While Mr Dukakis served as a ruler, from 1975 to 1979 from 1983 to 1991, Mrs Dukakis kept an office in Statehouse for her efforts.
She kept her diet pills a secret from her husband, who discovered her commission at one point and told her to stop taking them. He did it for about three months. But she took day -to -day amphetamines from 1956 until she controlled herself at the Hazelden Rehabilitation Center in Minnesota in 1982.
She publicly revealed her addiction to the pill in 1987, while her husband secured the democratic presidential candidacy. What he didn’t say was that alcohol replaced the pills slowly.
But, as she later wrote, she drank during the campaign, going to Benders sometimes forced to cancel the appearances. Two days after her husband’s defeat, she began to fall, often until she passed out, sometimes in her own vomit.
He was not upset to lose the election, he said, though he was afraid he would get out of control if the First Lady and the crisis became. On the contrary, the sudden end of the campaign consuming the campaign had left the sense of empty, without purpose.
In February 1989, just three months after the election, she admitted her alcoholism publicly and checked at a treatment center at Newport, Ri
“I am afraid that deep down I am nothing, that I am not good and that you will see it and reject me,” he told the media when he left the center. Any soberness was short -lived. Until November, a year after the election, he was hospitalized after drinking alcohol. Her family had got rid of the house of all drinks, letting her drink whatever she could find, including the hair spray.
She and her husband believed that her consumption was led by a deep depression, but antidepressants and speech therapy did not help. It’s been almost two decades searching for treatment while entering and out of Rehab.

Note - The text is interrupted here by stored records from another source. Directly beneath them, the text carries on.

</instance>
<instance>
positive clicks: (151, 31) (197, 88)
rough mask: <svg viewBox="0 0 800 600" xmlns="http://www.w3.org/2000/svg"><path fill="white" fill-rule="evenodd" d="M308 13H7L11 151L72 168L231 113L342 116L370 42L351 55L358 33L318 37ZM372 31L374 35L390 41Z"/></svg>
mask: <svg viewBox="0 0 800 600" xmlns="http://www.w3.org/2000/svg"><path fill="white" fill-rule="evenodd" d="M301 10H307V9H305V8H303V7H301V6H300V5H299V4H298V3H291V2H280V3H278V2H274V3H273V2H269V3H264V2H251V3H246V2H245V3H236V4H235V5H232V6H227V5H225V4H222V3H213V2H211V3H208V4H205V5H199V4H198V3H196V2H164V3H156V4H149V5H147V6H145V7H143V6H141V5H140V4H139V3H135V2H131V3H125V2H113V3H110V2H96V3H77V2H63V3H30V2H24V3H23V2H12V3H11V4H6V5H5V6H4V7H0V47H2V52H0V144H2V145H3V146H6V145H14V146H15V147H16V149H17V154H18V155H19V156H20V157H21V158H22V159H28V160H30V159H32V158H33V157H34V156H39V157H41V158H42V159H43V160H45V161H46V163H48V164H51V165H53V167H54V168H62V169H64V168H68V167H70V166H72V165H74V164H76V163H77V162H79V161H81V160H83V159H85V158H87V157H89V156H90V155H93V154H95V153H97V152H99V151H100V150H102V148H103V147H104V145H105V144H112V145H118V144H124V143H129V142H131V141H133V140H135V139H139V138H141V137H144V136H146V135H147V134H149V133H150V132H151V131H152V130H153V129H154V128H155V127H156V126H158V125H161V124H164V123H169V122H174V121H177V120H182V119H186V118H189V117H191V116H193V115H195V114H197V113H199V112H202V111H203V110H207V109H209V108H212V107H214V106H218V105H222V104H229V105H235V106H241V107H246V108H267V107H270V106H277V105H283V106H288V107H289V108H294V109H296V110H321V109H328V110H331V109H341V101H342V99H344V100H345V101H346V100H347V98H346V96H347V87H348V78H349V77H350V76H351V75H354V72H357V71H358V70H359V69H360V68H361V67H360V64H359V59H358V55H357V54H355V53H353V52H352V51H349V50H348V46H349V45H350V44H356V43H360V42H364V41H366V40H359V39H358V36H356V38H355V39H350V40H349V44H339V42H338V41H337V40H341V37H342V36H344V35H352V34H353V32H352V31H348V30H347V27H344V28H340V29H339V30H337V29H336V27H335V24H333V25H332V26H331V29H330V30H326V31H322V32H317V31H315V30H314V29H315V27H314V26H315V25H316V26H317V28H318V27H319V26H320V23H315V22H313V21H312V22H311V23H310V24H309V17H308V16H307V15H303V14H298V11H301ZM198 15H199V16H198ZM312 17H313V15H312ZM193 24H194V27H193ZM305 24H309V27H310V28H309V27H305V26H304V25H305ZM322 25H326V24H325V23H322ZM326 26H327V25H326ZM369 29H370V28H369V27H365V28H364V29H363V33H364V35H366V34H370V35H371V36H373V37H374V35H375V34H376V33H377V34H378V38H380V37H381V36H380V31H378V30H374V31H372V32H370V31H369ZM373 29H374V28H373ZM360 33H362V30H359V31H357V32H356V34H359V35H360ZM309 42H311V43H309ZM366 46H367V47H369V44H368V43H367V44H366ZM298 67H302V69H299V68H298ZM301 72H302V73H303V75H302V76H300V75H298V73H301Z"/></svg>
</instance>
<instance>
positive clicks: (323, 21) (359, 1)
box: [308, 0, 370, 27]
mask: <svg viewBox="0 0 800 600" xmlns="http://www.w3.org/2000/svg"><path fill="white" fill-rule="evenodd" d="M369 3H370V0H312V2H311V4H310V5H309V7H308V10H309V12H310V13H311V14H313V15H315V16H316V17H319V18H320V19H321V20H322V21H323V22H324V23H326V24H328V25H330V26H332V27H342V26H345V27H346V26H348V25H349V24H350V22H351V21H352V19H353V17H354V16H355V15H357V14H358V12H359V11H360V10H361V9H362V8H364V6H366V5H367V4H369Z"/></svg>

Finally, they have learned about electric shock or ECT, a process that can eliminate a person’s memory, but can also be extremely effective in treating the most serious depressions. As she said in her second book, “Shock: The Therapeutic Power of Electrosisal Therapy” (2006), written by journalist Larry Tye, returned to it as a last resort.
To her surprise, she said, the ECT gave her back her life, lifting a cloud from her mind and allowed her to experience a complete range of emotions. She said that the existence of a clearer mind helped her stop alcohol and cigarettes and allowed her to deal with emotions too far.
“It’s not an ECT per se that heals me from these bad habits,” he wrote. “It stays well enough for a long time so that I can start examining the behaviors I want to change.”
He added: “I hate to lose memories, which means to lose control of my past and mind, but the control ECT gives me over the disabled my depression is worth this relatively low cost.